Eduard’s decals are some of the finest in the world, seldom needing any kind of setting solution. Here’s where I was really glad that I opted not to do Bernhard Kunze’s markings. I have a feeling those big checkerboard decals would have given me some real fits in getting them where they belong. Putting on the wing walkway lines was a nightmare. When you use warm or hot water, as I do for decals, Eduard’s decals come off of the backing sheet within about ten seconds. And the walkways are so thin and so narrow that they tend to curl up on themselves or fold up on themselves. And, the surface has to be dripping wet, or the decals just won’t slide. I finally managed to get them on in a satisfactory manner, after a lot of holding my breath. There are more than a couple of the various warning decals that are in the wrong place, but it is because I couldn’t get them to move. So, I just matched the other. After all of the decals had set for a day, I coated them again with Tamiya X-22 and then followed up with Tamiya’s new XF-86 Clear Flat. I’ve heard all kinds of wailing concerning it not being dead flat, but I haven’t had any success with any finish being dead flat. Everyone else seems to swear by Dullcote, but I always end up with a satin finish when I use it. I liked the result with the Tamiya Clear Flat.

While all of the various paint sessions were drying, I had a go at all of the fiddly bits of the kit.

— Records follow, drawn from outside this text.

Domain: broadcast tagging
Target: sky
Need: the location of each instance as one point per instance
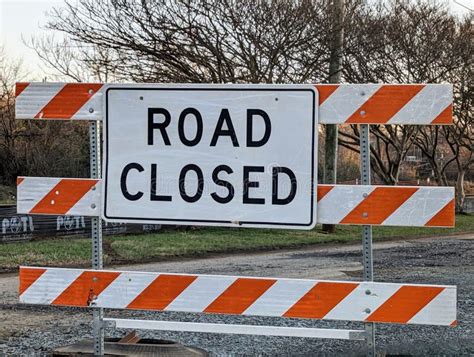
(26, 18)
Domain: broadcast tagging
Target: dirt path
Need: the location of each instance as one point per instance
(440, 260)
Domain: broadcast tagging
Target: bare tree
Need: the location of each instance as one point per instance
(402, 42)
(215, 41)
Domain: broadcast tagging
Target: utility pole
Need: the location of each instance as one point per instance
(335, 68)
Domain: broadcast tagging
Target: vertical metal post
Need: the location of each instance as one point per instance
(367, 255)
(96, 233)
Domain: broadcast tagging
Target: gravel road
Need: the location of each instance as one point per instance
(32, 330)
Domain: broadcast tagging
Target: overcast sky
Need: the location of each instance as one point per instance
(27, 17)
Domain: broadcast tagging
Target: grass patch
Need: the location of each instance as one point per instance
(197, 242)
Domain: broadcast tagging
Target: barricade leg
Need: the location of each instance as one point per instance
(367, 252)
(96, 235)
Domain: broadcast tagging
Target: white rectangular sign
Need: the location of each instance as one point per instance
(220, 155)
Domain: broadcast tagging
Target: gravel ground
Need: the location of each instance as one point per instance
(32, 330)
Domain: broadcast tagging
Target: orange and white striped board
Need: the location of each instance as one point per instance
(337, 204)
(420, 104)
(293, 298)
(58, 196)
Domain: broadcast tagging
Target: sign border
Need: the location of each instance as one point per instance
(227, 223)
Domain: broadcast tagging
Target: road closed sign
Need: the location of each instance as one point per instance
(221, 155)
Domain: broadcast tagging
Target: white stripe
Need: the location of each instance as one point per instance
(280, 297)
(32, 190)
(237, 329)
(88, 205)
(200, 294)
(425, 106)
(365, 296)
(49, 286)
(124, 289)
(344, 101)
(421, 207)
(340, 201)
(34, 98)
(439, 311)
(94, 104)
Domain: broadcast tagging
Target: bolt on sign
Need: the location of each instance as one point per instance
(216, 155)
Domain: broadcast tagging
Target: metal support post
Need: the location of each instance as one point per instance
(96, 233)
(367, 253)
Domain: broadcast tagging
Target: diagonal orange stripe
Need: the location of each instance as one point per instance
(323, 190)
(384, 104)
(69, 100)
(321, 299)
(63, 196)
(445, 117)
(402, 306)
(239, 296)
(161, 292)
(28, 276)
(20, 87)
(325, 91)
(445, 217)
(85, 288)
(379, 205)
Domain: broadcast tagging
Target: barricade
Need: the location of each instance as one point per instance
(367, 205)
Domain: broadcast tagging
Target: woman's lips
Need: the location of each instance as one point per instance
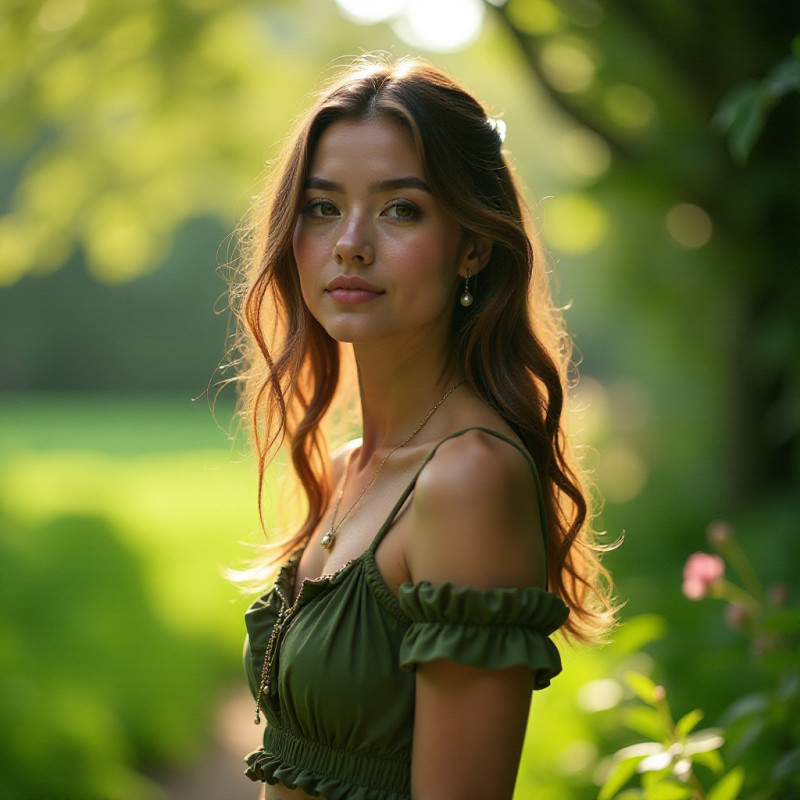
(351, 297)
(350, 290)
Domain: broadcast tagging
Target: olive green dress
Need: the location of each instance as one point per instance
(340, 704)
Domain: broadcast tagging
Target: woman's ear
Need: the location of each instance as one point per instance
(475, 255)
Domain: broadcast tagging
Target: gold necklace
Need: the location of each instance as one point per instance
(329, 539)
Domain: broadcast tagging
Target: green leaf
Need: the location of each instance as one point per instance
(669, 790)
(645, 721)
(620, 775)
(784, 78)
(728, 787)
(703, 741)
(642, 686)
(687, 723)
(786, 765)
(746, 706)
(710, 759)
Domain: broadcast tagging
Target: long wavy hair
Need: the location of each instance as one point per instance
(511, 342)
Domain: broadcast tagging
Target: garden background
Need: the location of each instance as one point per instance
(660, 144)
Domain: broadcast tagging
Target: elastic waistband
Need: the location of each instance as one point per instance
(365, 769)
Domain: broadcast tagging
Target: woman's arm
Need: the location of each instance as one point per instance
(475, 523)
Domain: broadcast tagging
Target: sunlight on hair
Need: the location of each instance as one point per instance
(689, 225)
(575, 223)
(442, 26)
(623, 473)
(585, 152)
(628, 106)
(567, 67)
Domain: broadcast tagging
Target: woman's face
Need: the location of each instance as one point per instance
(378, 256)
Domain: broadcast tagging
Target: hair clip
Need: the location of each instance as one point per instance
(499, 127)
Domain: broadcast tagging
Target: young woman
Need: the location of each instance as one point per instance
(395, 655)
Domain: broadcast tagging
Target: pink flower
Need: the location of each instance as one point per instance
(701, 572)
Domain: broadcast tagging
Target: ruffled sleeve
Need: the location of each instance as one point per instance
(492, 629)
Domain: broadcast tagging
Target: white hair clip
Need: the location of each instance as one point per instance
(499, 127)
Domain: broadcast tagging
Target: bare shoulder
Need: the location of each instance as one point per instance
(476, 518)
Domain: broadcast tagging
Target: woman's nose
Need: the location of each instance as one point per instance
(354, 246)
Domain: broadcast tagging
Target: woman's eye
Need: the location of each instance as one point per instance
(320, 209)
(403, 209)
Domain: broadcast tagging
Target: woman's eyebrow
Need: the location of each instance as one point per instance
(388, 185)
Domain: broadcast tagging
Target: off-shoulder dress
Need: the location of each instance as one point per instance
(340, 701)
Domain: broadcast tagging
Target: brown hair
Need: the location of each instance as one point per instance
(516, 360)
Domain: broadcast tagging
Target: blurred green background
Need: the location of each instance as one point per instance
(660, 144)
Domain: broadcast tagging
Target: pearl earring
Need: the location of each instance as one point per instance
(466, 298)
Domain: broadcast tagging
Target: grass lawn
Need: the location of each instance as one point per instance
(120, 634)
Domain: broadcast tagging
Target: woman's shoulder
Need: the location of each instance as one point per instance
(476, 515)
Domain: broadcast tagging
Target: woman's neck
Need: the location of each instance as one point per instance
(397, 390)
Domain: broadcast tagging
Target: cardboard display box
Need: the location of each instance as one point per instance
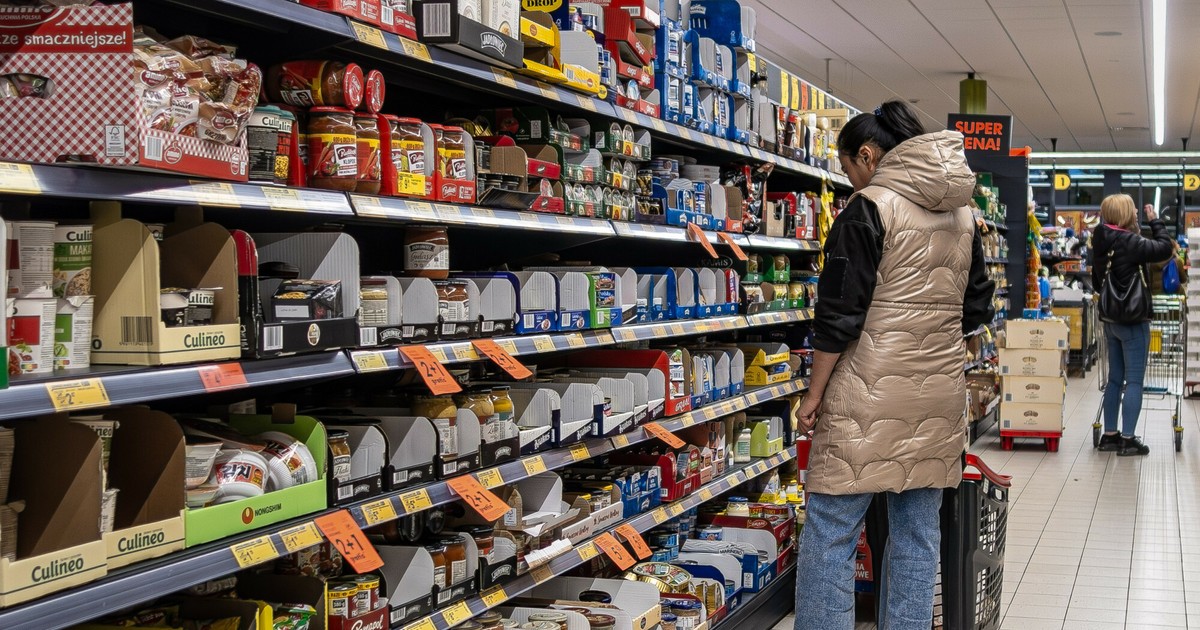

The centerline bomb rack is made up of three separate pieces. I never was satisfied with their alignment and they are fragile and fiddly. I finally got the rack somewhere close and glued the drop tank on. There are separate canopies for whether you plan to display the canopy open or closed. I used the Tamiya masks and some Tamiya tape to mask off the windscreen and canopy before first spraying with RLM 66 and then RLM 74. The biggest disappointment at this stage was the wheels and the landing gears. You get both early and late wheel hubs and early and late tires, so you can make your own choice on what you use. The detail is fantastic. The only problem is that the wheel hub only has a very small indentation for mounting the axle. And, to compound things, there is no axle. Just an equally short angled stub that mates with the short depression in the hub. Trying to glue the wheel to the landing gear with anything close to the right angle is a sheer guess. And, you pretty much have to use Superglue to hold it in place. The landing gear strut itself appears to be too long, i.e., the oleo is extended, as if there were no weight on it. It should be shorter. You can replace the plastic scissors with a photoetch one, but I opted not to. The mounting of the landing gear is a head scratcher. There is only a shallow depression with a tiny ridge in the landing gear well to attach the landing gear. When you have it properly placed, it will stay, but there is not much to add any stability or strength to it. The retract mechanism adds a little bit of strength, but not much.

The finished model looks every bit like an Fw 190 and makes a great addition to one’s collection. In my estimation, modelers with not much experience will get discouraged with some of the nitpicky parts of the construction, but the experienced modeler can blaze right on through. I am anxious to see what other variants come next.

Thanks to Eduard and IPMS/USA for the review kit and the opportunity to build and review it.